A. Two Screens
time limit per test
2 seconds
memory limit per test
512 megabytes
input
standard input
output
standard output

There are two screens which can display sequences of uppercase Latin letters. Initially, both screens display nothing.

In one second, you can do one of the following two actions:

  • choose a screen and an uppercase Latin letter, and append that letter to the end of the sequence displayed on that screen;
  • choose a screen and copy the sequence from it to the other screen, overwriting the sequence that was displayed on the other screen.

You have to calculate the minimum number of seconds you have to spend so that the first screen displays the sequence $$$s$$$, and the second screen displays the sequence $$$t$$$.

Input

The first line contains one integer $$$q$$$ ($$$1 \le q \le 500$$$) — the number of test cases.

Each test case consists of two lines. The first line contains the string $$$s$$$, and the second line contains the string $$$t$$$ ($$$1 \le |s|, |t| \le 100$$$). Both strings consist of uppercase Latin letters.

Output

For each test case, print one integer — the minimum possible number of seconds you have to spend so that the first screen displays the sequence $$$s$$$, and the second screen displays the sequence $$$t$$$.

Example
Input
3
GARAGE
GARAGEFORSALE
ABCDE
AABCD
TRAINING
DRAINING
Output
14
10
16
Note

In the first test case, the following sequence of actions is possible:

  • spend $$$6$$$ seconds to write the sequence GARAGE on the first screen;
  • copy the sequence from the first screen to the second screen;
  • spend $$$7$$$ seconds to complete the sequence on the second screen by writing FORSALE.

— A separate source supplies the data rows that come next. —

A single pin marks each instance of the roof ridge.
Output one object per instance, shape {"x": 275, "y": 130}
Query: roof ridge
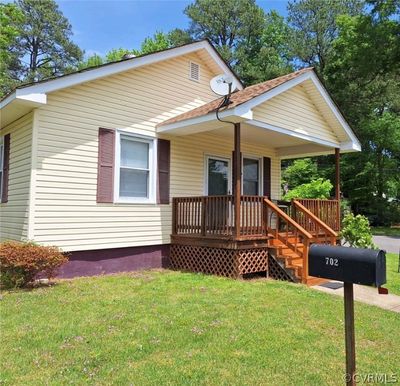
{"x": 238, "y": 97}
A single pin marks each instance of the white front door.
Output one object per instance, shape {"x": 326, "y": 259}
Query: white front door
{"x": 218, "y": 176}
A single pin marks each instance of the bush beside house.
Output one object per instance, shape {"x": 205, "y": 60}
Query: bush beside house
{"x": 22, "y": 263}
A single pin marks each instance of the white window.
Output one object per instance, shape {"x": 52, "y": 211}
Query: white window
{"x": 194, "y": 71}
{"x": 1, "y": 165}
{"x": 135, "y": 169}
{"x": 251, "y": 174}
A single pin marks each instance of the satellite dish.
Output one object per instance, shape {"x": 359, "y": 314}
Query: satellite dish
{"x": 223, "y": 84}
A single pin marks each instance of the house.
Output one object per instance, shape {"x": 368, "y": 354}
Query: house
{"x": 127, "y": 166}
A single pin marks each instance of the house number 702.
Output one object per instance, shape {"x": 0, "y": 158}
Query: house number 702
{"x": 331, "y": 261}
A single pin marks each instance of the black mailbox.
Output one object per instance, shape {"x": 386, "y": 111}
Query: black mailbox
{"x": 350, "y": 265}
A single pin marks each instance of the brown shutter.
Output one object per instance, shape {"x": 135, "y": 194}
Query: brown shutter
{"x": 267, "y": 176}
{"x": 106, "y": 160}
{"x": 6, "y": 168}
{"x": 163, "y": 167}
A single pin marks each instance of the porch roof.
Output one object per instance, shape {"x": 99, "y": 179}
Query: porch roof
{"x": 289, "y": 138}
{"x": 237, "y": 98}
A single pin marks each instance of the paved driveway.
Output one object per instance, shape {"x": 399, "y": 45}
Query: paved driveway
{"x": 390, "y": 244}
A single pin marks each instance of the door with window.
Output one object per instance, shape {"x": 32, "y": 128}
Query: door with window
{"x": 251, "y": 176}
{"x": 218, "y": 182}
{"x": 218, "y": 177}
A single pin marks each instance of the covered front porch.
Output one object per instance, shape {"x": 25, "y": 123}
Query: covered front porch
{"x": 229, "y": 232}
{"x": 239, "y": 225}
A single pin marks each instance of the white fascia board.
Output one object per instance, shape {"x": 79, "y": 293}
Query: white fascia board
{"x": 350, "y": 146}
{"x": 299, "y": 151}
{"x": 32, "y": 99}
{"x": 114, "y": 68}
{"x": 292, "y": 133}
{"x": 335, "y": 110}
{"x": 8, "y": 100}
{"x": 235, "y": 115}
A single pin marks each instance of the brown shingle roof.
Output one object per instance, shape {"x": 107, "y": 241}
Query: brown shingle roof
{"x": 238, "y": 97}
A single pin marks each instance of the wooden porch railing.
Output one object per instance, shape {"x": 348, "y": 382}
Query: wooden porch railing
{"x": 327, "y": 211}
{"x": 290, "y": 233}
{"x": 322, "y": 233}
{"x": 214, "y": 216}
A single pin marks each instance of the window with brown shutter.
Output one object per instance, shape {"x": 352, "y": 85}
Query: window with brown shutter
{"x": 267, "y": 176}
{"x": 106, "y": 160}
{"x": 163, "y": 161}
{"x": 4, "y": 167}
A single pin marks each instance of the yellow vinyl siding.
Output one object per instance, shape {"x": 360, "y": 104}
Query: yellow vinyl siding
{"x": 188, "y": 161}
{"x": 66, "y": 212}
{"x": 295, "y": 111}
{"x": 14, "y": 213}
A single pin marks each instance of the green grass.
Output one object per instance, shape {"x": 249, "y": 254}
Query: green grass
{"x": 385, "y": 231}
{"x": 160, "y": 328}
{"x": 392, "y": 276}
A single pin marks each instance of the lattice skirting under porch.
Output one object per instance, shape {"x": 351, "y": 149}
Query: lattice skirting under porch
{"x": 219, "y": 261}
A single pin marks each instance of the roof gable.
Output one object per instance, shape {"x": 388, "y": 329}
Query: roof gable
{"x": 243, "y": 102}
{"x": 27, "y": 97}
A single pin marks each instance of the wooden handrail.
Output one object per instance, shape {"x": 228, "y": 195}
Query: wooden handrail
{"x": 314, "y": 218}
{"x": 288, "y": 219}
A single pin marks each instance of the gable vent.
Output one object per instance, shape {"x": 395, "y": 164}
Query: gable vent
{"x": 194, "y": 71}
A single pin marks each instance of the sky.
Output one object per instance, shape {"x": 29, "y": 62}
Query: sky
{"x": 101, "y": 25}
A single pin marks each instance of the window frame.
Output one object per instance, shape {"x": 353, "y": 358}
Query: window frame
{"x": 1, "y": 166}
{"x": 260, "y": 172}
{"x": 207, "y": 157}
{"x": 152, "y": 180}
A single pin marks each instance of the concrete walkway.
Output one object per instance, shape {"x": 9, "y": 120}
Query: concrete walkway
{"x": 363, "y": 294}
{"x": 390, "y": 244}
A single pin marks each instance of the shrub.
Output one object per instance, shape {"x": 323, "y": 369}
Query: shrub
{"x": 319, "y": 188}
{"x": 356, "y": 231}
{"x": 21, "y": 263}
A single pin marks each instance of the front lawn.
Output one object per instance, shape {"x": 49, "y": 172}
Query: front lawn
{"x": 156, "y": 328}
{"x": 392, "y": 274}
{"x": 385, "y": 231}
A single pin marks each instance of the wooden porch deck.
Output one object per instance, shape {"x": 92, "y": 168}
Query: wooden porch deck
{"x": 210, "y": 235}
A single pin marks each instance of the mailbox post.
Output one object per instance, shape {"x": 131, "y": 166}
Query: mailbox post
{"x": 349, "y": 265}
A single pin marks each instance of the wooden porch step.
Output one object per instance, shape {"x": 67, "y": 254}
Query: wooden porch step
{"x": 311, "y": 281}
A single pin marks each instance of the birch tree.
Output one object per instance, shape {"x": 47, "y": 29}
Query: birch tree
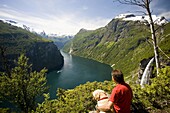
{"x": 145, "y": 4}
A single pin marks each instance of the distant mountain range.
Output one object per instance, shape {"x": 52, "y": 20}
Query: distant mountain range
{"x": 40, "y": 51}
{"x": 59, "y": 40}
{"x": 124, "y": 42}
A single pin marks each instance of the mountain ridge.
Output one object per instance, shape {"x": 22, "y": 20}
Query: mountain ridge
{"x": 40, "y": 51}
{"x": 122, "y": 43}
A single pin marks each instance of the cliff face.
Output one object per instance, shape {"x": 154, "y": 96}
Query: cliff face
{"x": 45, "y": 54}
{"x": 122, "y": 43}
{"x": 41, "y": 52}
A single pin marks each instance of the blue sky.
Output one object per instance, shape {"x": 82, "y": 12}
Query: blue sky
{"x": 69, "y": 16}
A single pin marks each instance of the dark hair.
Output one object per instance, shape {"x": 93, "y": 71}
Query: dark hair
{"x": 117, "y": 75}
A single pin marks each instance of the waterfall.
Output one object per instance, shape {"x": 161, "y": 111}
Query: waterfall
{"x": 145, "y": 76}
{"x": 71, "y": 48}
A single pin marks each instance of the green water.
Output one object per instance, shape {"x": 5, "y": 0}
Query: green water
{"x": 76, "y": 71}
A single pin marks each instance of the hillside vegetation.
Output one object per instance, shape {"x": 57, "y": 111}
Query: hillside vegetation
{"x": 123, "y": 43}
{"x": 41, "y": 52}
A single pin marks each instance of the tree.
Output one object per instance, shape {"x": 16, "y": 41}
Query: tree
{"x": 146, "y": 5}
{"x": 23, "y": 86}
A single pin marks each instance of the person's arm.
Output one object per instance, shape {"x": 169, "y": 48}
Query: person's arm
{"x": 106, "y": 107}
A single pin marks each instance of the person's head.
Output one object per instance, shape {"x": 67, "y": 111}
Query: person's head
{"x": 117, "y": 76}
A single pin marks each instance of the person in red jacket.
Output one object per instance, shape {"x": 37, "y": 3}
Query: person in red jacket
{"x": 121, "y": 96}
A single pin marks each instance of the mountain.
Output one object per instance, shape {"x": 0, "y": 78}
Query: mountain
{"x": 123, "y": 44}
{"x": 41, "y": 52}
{"x": 59, "y": 40}
{"x": 159, "y": 20}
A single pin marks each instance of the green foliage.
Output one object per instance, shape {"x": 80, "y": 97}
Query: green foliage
{"x": 156, "y": 95}
{"x": 23, "y": 86}
{"x": 77, "y": 100}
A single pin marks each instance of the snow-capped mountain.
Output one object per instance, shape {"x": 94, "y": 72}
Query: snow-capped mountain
{"x": 14, "y": 23}
{"x": 145, "y": 19}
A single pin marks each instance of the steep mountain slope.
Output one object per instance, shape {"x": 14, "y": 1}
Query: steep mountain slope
{"x": 123, "y": 44}
{"x": 41, "y": 52}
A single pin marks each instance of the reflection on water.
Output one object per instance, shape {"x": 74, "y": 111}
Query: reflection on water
{"x": 76, "y": 71}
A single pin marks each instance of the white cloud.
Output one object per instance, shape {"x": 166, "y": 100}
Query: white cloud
{"x": 63, "y": 24}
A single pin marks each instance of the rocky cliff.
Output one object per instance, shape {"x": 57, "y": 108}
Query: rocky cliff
{"x": 41, "y": 52}
{"x": 123, "y": 44}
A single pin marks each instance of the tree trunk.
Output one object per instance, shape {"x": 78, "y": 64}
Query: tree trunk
{"x": 154, "y": 40}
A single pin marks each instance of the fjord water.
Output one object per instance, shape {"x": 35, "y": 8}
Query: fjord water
{"x": 76, "y": 71}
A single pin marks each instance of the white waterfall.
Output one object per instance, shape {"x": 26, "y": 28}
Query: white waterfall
{"x": 145, "y": 76}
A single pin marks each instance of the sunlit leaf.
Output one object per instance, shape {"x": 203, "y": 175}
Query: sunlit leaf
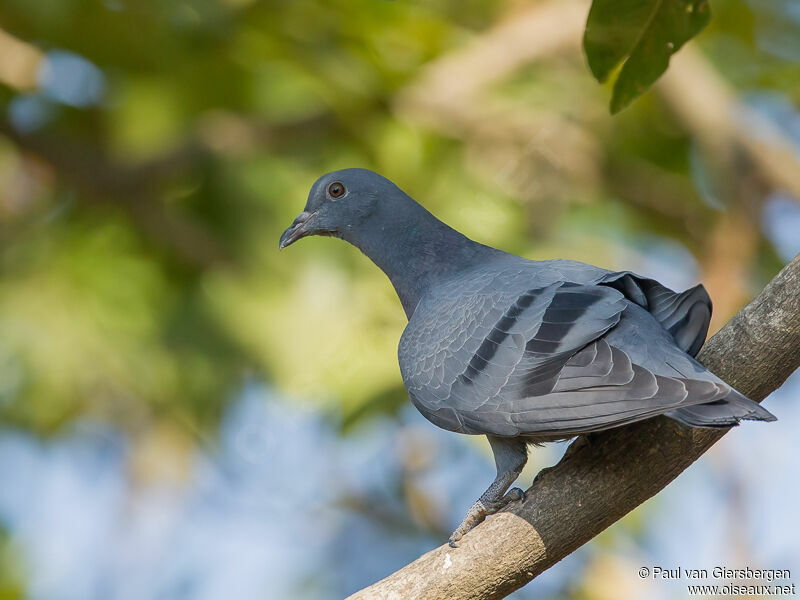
{"x": 641, "y": 34}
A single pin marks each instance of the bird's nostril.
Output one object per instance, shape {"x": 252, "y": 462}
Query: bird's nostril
{"x": 301, "y": 218}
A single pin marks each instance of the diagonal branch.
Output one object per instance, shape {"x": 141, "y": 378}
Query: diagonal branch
{"x": 604, "y": 477}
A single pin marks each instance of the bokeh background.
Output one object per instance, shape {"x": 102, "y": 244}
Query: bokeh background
{"x": 187, "y": 413}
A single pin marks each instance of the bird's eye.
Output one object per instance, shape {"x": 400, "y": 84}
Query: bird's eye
{"x": 336, "y": 190}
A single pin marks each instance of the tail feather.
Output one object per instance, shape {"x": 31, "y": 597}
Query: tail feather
{"x": 722, "y": 413}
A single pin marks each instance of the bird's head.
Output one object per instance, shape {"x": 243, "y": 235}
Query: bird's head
{"x": 339, "y": 203}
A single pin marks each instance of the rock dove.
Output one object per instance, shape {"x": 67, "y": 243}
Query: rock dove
{"x": 523, "y": 351}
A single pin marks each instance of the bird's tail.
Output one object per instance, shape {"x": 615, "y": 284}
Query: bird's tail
{"x": 722, "y": 413}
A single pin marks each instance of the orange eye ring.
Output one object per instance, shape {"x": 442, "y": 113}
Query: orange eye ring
{"x": 336, "y": 189}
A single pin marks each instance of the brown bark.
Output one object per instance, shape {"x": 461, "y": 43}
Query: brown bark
{"x": 603, "y": 478}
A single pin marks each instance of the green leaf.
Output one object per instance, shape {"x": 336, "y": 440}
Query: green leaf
{"x": 642, "y": 33}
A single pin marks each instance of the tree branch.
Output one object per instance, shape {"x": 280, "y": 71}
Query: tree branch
{"x": 602, "y": 478}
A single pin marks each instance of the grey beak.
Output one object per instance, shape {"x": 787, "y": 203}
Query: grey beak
{"x": 298, "y": 229}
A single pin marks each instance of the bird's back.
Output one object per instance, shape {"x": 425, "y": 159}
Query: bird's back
{"x": 555, "y": 348}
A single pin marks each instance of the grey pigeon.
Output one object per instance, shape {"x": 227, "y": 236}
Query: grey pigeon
{"x": 523, "y": 351}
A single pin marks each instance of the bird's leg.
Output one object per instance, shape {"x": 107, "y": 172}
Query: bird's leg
{"x": 510, "y": 456}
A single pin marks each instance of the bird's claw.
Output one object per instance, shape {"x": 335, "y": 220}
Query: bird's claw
{"x": 480, "y": 510}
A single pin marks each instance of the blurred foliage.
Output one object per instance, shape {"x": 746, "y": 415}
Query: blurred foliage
{"x": 152, "y": 153}
{"x": 643, "y": 36}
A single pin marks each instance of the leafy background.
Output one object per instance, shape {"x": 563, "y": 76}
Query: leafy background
{"x": 187, "y": 413}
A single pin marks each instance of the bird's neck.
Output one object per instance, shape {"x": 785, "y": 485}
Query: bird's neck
{"x": 417, "y": 251}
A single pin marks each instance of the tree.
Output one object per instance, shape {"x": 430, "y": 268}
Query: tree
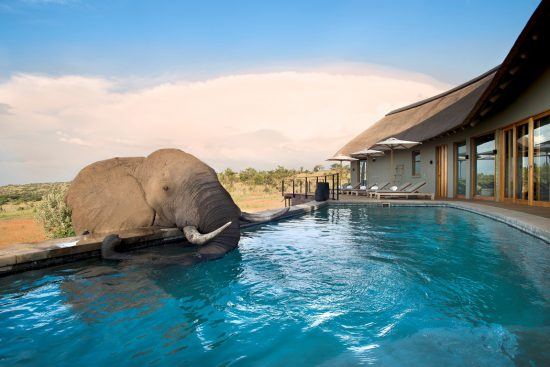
{"x": 54, "y": 214}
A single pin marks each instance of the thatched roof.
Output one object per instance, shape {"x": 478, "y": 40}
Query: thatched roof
{"x": 468, "y": 103}
{"x": 425, "y": 119}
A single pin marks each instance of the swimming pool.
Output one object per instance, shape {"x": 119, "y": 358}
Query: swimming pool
{"x": 344, "y": 285}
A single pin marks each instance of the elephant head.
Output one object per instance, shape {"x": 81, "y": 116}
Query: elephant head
{"x": 169, "y": 188}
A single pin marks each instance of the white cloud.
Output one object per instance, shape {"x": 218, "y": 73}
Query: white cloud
{"x": 56, "y": 125}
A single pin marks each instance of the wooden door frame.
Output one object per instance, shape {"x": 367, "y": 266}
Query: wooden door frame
{"x": 455, "y": 168}
{"x": 473, "y": 167}
{"x": 531, "y": 155}
{"x": 442, "y": 169}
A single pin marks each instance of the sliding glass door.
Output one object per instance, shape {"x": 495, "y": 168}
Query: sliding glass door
{"x": 461, "y": 169}
{"x": 526, "y": 162}
{"x": 541, "y": 160}
{"x": 484, "y": 166}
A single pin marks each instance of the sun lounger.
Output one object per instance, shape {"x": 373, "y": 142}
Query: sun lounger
{"x": 364, "y": 191}
{"x": 409, "y": 192}
{"x": 397, "y": 189}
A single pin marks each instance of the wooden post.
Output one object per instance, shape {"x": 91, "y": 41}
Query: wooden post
{"x": 333, "y": 187}
{"x": 338, "y": 186}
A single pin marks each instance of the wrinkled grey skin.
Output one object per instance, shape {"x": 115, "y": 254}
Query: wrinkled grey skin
{"x": 169, "y": 188}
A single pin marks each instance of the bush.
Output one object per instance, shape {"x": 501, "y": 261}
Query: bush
{"x": 54, "y": 214}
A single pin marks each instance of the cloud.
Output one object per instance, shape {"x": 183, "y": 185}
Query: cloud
{"x": 56, "y": 125}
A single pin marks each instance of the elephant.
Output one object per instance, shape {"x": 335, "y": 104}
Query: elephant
{"x": 169, "y": 188}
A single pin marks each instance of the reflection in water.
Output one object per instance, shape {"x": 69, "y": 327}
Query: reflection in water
{"x": 342, "y": 286}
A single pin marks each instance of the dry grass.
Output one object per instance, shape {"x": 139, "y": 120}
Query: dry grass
{"x": 20, "y": 230}
{"x": 255, "y": 198}
{"x": 17, "y": 222}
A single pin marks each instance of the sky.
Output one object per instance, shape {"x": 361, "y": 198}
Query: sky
{"x": 237, "y": 83}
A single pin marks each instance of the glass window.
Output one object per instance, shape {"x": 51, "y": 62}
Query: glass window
{"x": 509, "y": 163}
{"x": 363, "y": 173}
{"x": 484, "y": 148}
{"x": 522, "y": 162}
{"x": 541, "y": 159}
{"x": 461, "y": 168}
{"x": 416, "y": 163}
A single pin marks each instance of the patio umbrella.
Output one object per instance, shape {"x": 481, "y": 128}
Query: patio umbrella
{"x": 342, "y": 158}
{"x": 393, "y": 143}
{"x": 365, "y": 153}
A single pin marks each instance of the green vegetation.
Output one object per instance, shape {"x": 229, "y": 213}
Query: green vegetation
{"x": 251, "y": 189}
{"x": 24, "y": 194}
{"x": 54, "y": 214}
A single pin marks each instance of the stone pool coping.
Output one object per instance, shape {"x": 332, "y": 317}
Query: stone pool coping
{"x": 20, "y": 257}
{"x": 534, "y": 225}
{"x": 27, "y": 256}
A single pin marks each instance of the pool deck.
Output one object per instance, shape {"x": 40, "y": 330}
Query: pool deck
{"x": 27, "y": 256}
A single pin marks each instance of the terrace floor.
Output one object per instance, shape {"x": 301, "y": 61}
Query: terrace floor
{"x": 532, "y": 210}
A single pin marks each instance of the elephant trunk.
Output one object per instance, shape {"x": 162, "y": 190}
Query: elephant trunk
{"x": 215, "y": 209}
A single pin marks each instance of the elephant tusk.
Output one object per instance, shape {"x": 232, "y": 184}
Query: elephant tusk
{"x": 263, "y": 217}
{"x": 108, "y": 248}
{"x": 196, "y": 238}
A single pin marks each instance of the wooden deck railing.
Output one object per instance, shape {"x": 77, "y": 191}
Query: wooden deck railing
{"x": 306, "y": 186}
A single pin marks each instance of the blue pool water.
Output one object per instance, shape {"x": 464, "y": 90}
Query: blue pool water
{"x": 342, "y": 286}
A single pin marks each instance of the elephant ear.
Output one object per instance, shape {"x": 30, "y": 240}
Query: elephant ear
{"x": 106, "y": 197}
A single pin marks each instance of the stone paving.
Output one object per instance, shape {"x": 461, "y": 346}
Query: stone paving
{"x": 26, "y": 256}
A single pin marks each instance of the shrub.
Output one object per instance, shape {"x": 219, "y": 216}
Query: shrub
{"x": 54, "y": 214}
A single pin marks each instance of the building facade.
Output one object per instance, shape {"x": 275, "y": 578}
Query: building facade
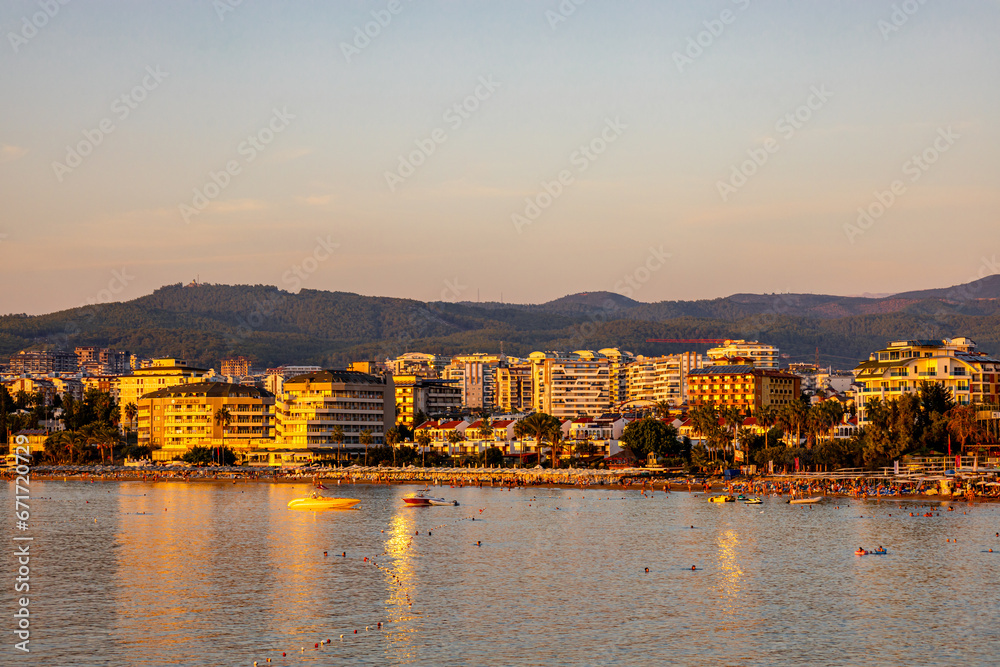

In the second test case, the following sequence of actions is possible:

  • spend $$$1$$$ second to write the sequence A on the second screen;
  • copy the sequence from the second screen to the first screen;
  • spend $$$4$$$ seconds to complete the sequence on the first screen by writing BCDE;
  • spend $$$4$$$ seconds to complete the sequence on the second screen by writing ABCD.

In the third test case, the fastest way to display the sequences is to type both of them character by character without copying, and this requires $$$16$$$ seconds.